Começa a ganhar corpo o debate sobre o papel da indústria no Brasil. Tudo começa com a constatação de que a produção industrial tem perdido espaço no PIB brasileiro, principalmente a partir da década de 90 passada (Collor, FHC). O centro da polêmica atende pelo nome de desindustrialização.
Alguns estudiosos afirmam que todos os países, sejam eles desenvolvidos ou os chamados emergentes, só conseguiram sustentar um crescimento acima de 5% anual com base preponderante na indústria. A desindustrialização seria, portanto, um passaporte carimbado para a insustentabilidade do crescimento.
Análise feita pelo articulista Rogério César de Souza , no Portal Estadão desta segunda-feira, diz que a indústria nacional perde competividade devido ao pequeno crescimento da produtividade, custos de infraestrutura inadequada, carga tributária elevada e forte valorização do real.
Em 20 anos, segundo ele, a indústria recuou sua participação no PIB de 27% para 16%, Teme-se, por essa ótica, que o Brasil seja acometido da famosa "doença holandesa", termo usado para designar países que exportam recursos naturais e sofrem declínio em seu setor manufatureiro.
O professor de Economia da USP, Alexandre de Freitas Barbosa, interpreta o fenômeno de forma diferente. Ele sustenta que não se pode falar em desindustrialização em um país que, em cinco anos, gerou 2,5 milhões de novos empregos industriais e ainda bate recordes na produção de automóveis.
Para ele, o que falta ao Brasil é uma estratégia nacional de desenvolvimento clara, para além das questões imediatas. Polêmico, o professor acha que a elaboração dessa nova estratégia de desenvolvimento precisa superar alguns fantasmas que povoam a cabeça dos economistas brasileiros.
Haveria, em sua opinião, o fantasma neoliberal, que só pensa em ajuste fiscal como panaceia para todos os males da economia, e o fantasma dos economistas de esquerda, que vêem financeirização e desindustrialização como os dois problemas econômicos centrais.
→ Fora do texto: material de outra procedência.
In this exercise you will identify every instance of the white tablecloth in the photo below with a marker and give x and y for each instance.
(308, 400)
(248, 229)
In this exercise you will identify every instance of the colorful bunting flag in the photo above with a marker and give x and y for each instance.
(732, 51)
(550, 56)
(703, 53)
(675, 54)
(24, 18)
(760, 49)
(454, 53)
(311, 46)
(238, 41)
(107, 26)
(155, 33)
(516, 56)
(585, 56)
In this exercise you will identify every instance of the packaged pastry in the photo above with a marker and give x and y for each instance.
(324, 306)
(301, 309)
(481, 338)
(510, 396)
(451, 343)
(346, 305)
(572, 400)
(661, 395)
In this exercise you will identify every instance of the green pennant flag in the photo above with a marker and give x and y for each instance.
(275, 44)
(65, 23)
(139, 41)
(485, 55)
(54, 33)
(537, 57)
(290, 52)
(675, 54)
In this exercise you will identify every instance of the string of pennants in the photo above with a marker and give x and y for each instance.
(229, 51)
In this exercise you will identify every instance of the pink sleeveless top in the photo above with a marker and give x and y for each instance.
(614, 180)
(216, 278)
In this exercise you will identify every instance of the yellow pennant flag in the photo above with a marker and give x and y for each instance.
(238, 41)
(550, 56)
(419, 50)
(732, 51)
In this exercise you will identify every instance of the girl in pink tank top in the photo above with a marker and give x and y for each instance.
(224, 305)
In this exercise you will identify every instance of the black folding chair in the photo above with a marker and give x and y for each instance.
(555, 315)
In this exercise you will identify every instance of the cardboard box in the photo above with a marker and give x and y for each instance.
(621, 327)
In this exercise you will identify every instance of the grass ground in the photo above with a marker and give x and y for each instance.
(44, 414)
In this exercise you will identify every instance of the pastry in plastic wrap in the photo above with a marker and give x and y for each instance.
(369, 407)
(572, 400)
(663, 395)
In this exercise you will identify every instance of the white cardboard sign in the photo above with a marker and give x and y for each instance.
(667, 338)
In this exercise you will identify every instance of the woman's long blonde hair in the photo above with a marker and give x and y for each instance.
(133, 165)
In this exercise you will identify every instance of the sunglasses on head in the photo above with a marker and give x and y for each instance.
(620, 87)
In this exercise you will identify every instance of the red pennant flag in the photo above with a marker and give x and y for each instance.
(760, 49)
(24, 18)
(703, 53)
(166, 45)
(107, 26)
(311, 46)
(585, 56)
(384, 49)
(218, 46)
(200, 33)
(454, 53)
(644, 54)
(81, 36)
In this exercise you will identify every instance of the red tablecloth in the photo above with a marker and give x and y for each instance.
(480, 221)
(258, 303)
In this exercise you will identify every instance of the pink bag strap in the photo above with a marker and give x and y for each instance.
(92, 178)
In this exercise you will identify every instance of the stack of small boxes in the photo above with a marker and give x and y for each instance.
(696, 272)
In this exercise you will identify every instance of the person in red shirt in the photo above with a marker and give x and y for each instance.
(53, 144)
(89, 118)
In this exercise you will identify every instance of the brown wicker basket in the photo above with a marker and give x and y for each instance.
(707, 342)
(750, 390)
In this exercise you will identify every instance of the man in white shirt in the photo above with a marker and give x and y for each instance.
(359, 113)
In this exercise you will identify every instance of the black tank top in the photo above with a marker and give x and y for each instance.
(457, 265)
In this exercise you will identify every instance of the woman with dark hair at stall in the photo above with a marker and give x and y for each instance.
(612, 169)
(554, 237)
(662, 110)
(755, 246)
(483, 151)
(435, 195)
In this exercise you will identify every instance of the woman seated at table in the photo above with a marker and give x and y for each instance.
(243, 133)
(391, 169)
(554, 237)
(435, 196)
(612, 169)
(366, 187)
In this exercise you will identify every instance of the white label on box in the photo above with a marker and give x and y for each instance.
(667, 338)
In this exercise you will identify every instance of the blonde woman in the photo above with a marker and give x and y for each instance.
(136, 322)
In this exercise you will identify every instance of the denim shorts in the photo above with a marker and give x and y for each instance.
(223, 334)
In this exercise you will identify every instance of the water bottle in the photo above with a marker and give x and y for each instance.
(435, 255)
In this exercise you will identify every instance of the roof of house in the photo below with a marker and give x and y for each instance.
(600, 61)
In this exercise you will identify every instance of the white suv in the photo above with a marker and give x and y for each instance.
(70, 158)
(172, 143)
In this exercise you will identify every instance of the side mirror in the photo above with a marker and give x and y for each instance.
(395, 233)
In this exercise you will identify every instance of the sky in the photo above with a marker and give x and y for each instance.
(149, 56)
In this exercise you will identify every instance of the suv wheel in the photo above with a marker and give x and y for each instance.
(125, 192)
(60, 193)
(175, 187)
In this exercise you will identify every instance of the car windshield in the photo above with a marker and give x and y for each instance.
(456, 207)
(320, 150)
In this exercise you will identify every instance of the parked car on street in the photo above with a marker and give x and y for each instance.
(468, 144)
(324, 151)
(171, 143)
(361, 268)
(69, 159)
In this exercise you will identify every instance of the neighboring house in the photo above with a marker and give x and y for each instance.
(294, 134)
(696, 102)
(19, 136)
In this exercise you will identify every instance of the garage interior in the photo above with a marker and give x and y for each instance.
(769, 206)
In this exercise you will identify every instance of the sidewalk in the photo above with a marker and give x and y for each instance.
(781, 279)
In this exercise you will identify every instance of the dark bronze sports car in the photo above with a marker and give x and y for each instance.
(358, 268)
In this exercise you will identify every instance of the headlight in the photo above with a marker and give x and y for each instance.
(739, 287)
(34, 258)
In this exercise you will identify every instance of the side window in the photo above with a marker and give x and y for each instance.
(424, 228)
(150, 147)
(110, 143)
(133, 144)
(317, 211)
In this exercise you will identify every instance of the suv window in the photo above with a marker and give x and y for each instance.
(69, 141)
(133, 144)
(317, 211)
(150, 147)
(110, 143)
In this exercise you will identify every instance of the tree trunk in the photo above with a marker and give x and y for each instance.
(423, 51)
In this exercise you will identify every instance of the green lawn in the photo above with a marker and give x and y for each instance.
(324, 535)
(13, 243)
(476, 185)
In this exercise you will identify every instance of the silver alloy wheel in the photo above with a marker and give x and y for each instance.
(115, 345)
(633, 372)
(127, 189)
A briga pela industrialização no Brasil vem de longe. Em 1785, para citar um exemplo emblemático, Dona Maria I baixou um alvará proibindo a produção industrial no Brasil. Só em 1808, com a chegada da Família Real ao país, tal medida foi revogada.
A industrialização de fato no Brasil começa com o fim do tráfico internacional de escravos (1850), que libera recursos para a indústria, e com a cafeicultura e a imigração, que propiciam o surgimento de mão-de-obra assalariada do país e a formação de mercado consumidor.
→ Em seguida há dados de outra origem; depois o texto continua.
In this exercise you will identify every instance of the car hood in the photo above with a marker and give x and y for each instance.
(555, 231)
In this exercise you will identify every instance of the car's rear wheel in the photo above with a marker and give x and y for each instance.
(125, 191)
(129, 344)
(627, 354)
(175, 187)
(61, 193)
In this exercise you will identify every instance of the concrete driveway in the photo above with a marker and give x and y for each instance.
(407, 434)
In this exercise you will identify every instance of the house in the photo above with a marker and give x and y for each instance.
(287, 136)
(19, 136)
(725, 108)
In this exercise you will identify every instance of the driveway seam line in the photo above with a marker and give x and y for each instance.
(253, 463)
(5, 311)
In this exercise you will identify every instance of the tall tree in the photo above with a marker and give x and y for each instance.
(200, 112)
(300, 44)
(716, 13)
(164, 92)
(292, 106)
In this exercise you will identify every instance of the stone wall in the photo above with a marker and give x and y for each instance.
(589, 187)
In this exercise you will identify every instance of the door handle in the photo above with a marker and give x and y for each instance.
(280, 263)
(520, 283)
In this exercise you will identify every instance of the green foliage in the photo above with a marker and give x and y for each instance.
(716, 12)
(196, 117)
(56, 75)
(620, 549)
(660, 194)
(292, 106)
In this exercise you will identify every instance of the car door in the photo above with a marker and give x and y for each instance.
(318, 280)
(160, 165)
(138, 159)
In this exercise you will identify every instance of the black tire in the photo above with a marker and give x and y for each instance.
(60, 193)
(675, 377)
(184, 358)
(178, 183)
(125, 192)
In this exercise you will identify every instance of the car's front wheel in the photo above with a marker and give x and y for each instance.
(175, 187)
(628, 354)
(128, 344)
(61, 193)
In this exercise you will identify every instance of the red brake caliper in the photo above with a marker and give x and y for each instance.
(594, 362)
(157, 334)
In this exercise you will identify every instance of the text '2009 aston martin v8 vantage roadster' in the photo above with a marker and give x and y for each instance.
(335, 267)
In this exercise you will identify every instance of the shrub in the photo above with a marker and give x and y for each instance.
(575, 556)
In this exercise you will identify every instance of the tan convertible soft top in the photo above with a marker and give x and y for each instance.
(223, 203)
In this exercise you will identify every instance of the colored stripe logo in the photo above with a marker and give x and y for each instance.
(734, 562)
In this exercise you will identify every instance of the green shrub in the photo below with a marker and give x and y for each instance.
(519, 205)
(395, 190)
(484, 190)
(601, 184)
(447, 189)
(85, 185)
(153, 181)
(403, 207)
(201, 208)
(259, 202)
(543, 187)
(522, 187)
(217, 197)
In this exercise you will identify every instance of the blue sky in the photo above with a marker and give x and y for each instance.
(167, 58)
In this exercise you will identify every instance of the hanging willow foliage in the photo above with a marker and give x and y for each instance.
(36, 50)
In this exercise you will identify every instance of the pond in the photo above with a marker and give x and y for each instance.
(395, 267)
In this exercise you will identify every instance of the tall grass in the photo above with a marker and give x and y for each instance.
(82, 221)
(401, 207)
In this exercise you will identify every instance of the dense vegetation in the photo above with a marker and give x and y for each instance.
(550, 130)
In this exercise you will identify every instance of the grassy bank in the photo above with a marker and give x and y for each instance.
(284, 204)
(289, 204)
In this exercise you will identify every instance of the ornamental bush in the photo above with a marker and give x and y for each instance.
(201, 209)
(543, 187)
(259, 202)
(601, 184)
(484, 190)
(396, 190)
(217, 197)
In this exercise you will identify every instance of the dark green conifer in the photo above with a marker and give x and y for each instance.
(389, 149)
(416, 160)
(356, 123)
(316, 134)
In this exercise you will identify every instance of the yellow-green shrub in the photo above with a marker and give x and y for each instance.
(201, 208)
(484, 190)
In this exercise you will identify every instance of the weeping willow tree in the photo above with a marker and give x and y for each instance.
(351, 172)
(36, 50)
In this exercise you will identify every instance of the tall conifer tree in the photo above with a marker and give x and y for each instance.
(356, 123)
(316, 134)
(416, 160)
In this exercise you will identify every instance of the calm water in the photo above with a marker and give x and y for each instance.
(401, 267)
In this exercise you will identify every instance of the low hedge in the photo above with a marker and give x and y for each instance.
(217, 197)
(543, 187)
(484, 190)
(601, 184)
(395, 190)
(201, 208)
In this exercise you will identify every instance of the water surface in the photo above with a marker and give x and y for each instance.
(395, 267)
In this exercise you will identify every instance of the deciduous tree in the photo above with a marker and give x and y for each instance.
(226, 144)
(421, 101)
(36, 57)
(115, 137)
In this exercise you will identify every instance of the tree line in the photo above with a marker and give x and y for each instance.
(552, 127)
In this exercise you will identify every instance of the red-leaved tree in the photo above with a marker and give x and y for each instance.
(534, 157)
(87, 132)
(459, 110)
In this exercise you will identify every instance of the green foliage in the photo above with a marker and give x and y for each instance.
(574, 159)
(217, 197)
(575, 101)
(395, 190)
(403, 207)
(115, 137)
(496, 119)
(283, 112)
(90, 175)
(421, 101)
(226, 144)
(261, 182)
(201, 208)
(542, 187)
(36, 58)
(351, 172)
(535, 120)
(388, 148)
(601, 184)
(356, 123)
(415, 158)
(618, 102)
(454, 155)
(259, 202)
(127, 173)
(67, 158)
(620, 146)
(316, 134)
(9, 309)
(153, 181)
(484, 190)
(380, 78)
O incremento industrial brasileiro se beneficia das grandes crises mundiais (guerras mundiais e a crise de 1929). Com a Revolução de 30, liderada por Getúlio Vargas, o perfil da economia do país se altera, com política industrializante e a substituição dos imigrantes por mão-de-obra nacional.
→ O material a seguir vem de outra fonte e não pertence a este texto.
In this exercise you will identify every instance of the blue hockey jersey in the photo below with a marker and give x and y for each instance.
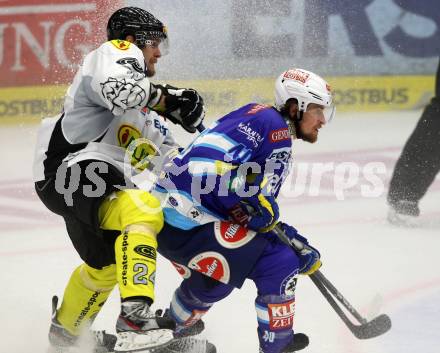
(207, 180)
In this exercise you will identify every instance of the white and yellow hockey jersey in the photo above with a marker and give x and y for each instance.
(103, 113)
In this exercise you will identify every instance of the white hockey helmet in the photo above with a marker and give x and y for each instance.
(306, 87)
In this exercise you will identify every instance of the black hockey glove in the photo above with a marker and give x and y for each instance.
(183, 106)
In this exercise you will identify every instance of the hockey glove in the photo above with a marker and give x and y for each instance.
(183, 106)
(309, 257)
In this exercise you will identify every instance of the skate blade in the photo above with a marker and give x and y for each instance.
(148, 342)
(186, 345)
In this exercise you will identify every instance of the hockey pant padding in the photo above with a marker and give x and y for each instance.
(194, 298)
(84, 296)
(275, 275)
(138, 215)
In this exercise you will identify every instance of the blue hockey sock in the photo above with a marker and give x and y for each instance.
(186, 309)
(275, 315)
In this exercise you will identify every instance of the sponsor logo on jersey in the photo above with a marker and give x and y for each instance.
(195, 214)
(279, 135)
(297, 75)
(211, 264)
(163, 130)
(121, 44)
(256, 108)
(238, 214)
(251, 135)
(124, 247)
(280, 155)
(145, 250)
(172, 201)
(91, 302)
(281, 315)
(184, 271)
(132, 64)
(288, 285)
(232, 235)
(152, 278)
(126, 134)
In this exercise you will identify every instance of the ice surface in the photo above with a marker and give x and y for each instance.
(362, 255)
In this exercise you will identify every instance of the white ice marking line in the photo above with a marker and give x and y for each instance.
(40, 9)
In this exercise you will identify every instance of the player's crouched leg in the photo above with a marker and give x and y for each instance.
(84, 296)
(137, 214)
(275, 275)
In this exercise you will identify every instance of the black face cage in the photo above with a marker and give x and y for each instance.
(144, 37)
(137, 22)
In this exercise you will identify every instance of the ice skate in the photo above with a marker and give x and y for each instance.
(299, 342)
(140, 330)
(62, 341)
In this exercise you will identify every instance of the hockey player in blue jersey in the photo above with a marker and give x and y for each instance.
(219, 198)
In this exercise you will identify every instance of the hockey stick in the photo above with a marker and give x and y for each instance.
(367, 329)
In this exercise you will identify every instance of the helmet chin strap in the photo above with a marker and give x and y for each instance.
(293, 124)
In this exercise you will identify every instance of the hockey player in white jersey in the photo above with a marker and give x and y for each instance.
(78, 177)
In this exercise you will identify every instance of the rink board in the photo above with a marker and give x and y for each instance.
(352, 93)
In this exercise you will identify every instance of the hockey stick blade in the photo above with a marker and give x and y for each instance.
(367, 329)
(376, 327)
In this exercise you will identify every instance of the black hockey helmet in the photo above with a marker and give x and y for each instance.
(142, 25)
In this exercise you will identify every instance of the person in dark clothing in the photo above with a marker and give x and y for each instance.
(417, 166)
Com JK e seu Plano de Metas, a indústria cresce pela via da internacionalização da nossa economia, com a abertura para as multinacionais.O tripé econômico do país é formado pelas empresas estatais, pelo capital privado nacional e pelas multinacionais.
Com isso, o Brasil se industrializou, se urbanizou e se tornou uma das dez maiores economias do mundo. Apesar das desigualdades sociais e regionais, o período de 1930/1980 pode ser considerado o período de ouro do capitalismo brasileiro.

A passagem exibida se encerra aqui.